Mi abuela se fue hace ya casi diez años, se marchó dejándome
un millar de recuerdos, un agujero en el corazón y un puñado de palabras
atascadas entre mi garganta y el lugar donde habita la culpa.
Quiso dejarme al partir la caja donde ella guardaba las
cartas que le enviaban sus hijos desde el extranjero; cartas que jamás pudo
responder de su puño y letra. Fue una de las tantas personas que sufrieron los
dramáticos acontecimientos del pasado siglo en España, era sólo una más entre
los tantos millones de españoles que no sabían leer ni escribir. A decir
verdad, ella sí sabía leer, pero tan sólo le enseñaron a replicar su nombre y
su primer apellido.
Me dejó la caja llena de historias que yo devolví a cada uno
de sus protagonistas, y durante diez años, creí que lo único que contenía era
el segundo de sus regalos: una cinta azul de la Virgen del Pilar. Era su
amuleto; decía, que como le ocurrió a la Virgen, no le libraba de las bombas de
la vida pero sí hacía que no la hirieran de muerte.
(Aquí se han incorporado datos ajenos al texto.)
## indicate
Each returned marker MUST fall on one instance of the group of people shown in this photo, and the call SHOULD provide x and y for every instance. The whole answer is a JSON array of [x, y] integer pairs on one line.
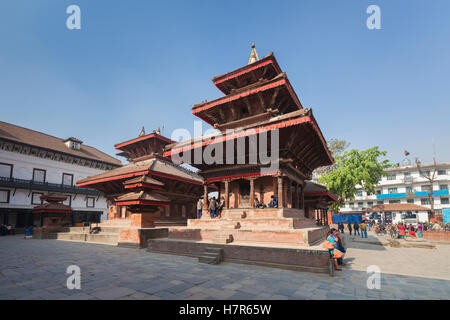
[[336, 248], [355, 227], [6, 229], [405, 230], [215, 207]]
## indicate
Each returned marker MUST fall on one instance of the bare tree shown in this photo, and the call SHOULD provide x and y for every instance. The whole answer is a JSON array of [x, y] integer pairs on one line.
[[430, 177]]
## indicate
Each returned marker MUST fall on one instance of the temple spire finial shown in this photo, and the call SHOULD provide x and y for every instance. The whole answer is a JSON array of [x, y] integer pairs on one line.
[[253, 55]]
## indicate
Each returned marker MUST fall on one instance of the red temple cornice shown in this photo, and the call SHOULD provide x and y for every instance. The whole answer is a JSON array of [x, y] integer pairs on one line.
[[119, 146]]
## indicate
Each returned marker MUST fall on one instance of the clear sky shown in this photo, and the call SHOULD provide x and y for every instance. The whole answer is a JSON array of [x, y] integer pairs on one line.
[[144, 63]]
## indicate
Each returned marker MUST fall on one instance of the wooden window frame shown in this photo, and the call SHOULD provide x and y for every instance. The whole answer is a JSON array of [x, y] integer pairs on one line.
[[8, 198], [10, 165], [45, 174], [32, 197], [67, 174], [87, 202]]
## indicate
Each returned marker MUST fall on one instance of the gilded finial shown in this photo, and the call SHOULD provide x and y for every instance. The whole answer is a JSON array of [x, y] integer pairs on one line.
[[253, 55]]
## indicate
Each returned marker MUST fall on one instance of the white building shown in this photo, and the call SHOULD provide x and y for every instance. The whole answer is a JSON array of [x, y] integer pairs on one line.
[[33, 164], [404, 184]]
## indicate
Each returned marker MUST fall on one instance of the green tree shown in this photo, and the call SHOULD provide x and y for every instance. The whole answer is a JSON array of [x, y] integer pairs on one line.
[[354, 168], [336, 147]]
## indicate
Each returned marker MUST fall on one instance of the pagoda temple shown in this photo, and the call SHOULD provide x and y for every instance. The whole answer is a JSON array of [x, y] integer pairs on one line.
[[54, 214], [150, 191], [259, 118]]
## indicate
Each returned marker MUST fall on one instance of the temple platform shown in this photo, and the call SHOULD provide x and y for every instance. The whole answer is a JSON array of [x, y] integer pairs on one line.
[[299, 258], [280, 238]]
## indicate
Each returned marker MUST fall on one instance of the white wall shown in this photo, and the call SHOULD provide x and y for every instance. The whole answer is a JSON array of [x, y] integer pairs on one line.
[[23, 169]]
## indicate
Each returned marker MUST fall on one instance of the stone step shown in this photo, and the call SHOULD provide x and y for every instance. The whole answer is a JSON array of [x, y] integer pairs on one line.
[[252, 223], [84, 237], [305, 236]]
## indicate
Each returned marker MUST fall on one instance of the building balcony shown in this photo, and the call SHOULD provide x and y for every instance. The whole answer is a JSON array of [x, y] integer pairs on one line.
[[45, 186]]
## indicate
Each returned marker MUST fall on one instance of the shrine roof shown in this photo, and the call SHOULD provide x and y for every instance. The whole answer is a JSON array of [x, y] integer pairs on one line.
[[221, 81], [121, 145], [54, 207], [144, 179], [153, 167], [142, 195], [260, 86]]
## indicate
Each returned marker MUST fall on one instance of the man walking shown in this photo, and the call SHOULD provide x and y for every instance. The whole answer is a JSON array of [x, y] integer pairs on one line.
[[363, 228], [199, 208], [356, 228], [213, 207]]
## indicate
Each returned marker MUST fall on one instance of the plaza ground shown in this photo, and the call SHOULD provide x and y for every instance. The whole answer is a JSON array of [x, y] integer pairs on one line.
[[36, 269]]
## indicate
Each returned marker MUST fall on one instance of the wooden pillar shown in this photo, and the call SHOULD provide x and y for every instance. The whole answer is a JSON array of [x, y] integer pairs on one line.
[[252, 193], [227, 194], [205, 198], [290, 203], [280, 192]]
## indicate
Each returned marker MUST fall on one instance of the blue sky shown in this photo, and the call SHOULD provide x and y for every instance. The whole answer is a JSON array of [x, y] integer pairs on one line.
[[144, 63]]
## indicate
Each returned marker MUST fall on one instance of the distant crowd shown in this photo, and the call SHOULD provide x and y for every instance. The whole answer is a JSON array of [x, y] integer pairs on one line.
[[215, 207]]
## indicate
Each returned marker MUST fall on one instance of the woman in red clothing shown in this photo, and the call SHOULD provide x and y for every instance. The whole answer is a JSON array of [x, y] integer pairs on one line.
[[401, 230]]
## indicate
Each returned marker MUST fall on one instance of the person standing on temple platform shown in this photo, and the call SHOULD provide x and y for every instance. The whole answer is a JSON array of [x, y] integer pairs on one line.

Yo a cambio, para su último viaje, le di todo el amor que
supe darle y le privé del derecho de saber cuál era mi verdadero sueño.
Nunca me atreví a decirle que mi anhelo era contar
historias, construir relatos con esas palabras que ella no sabía usar. Cómo se
le explica a alguien que ha sido privada de algo tan básico que quieres pasarte
la vida jugando con las palabras; que para ti no son una herramienta para
alcanzar una vida más cómoda sino que son la vida en sí misma.
No supe hacerlo, la dejé partir sin decirle quien era yo
verdaderamente.
Hace unos días hubiera cumplido 94 años, supongo que por eso
cogí la caja que me regaló, supongo que no fue casual que al cogerla llamaran a
la puerta –ya nadie llama a la puerta sin avisar previamente -, imagino que por
eso me sobresalté y se deslizó entre mis dedos. Pude verla caer con total
precisión, pude ver como impactaba contra el suelo y como poco a poco empezaba
a resquebrajarse el legado de mi abuela hasta acabar siendo lo que un día fue:
un montón de trozos de madera sin orden ni lógica alguna.
Cuando regresé de atender a mi inesperada visita, me agache
para recoger con sumo cuidado cada pedazo de lo único que me quedaba de ella,
con la esperanza de que alguien pudiera ayudarme a reconstruir mi tesoro. Y entre las aristas de lo fortuito encontré mi herencia.
Tres minúsculos trozos de papel habían permanecido
escondidos en un doble fondo durante todos estos años; recortados a mano y sin
lugar a dudas escritos por mi abuela decían:
RÍE, NARRA / TEME, NARRA / AMA, NARRA
Mi abuela se llamaba MARÍA MARTÍNEZ.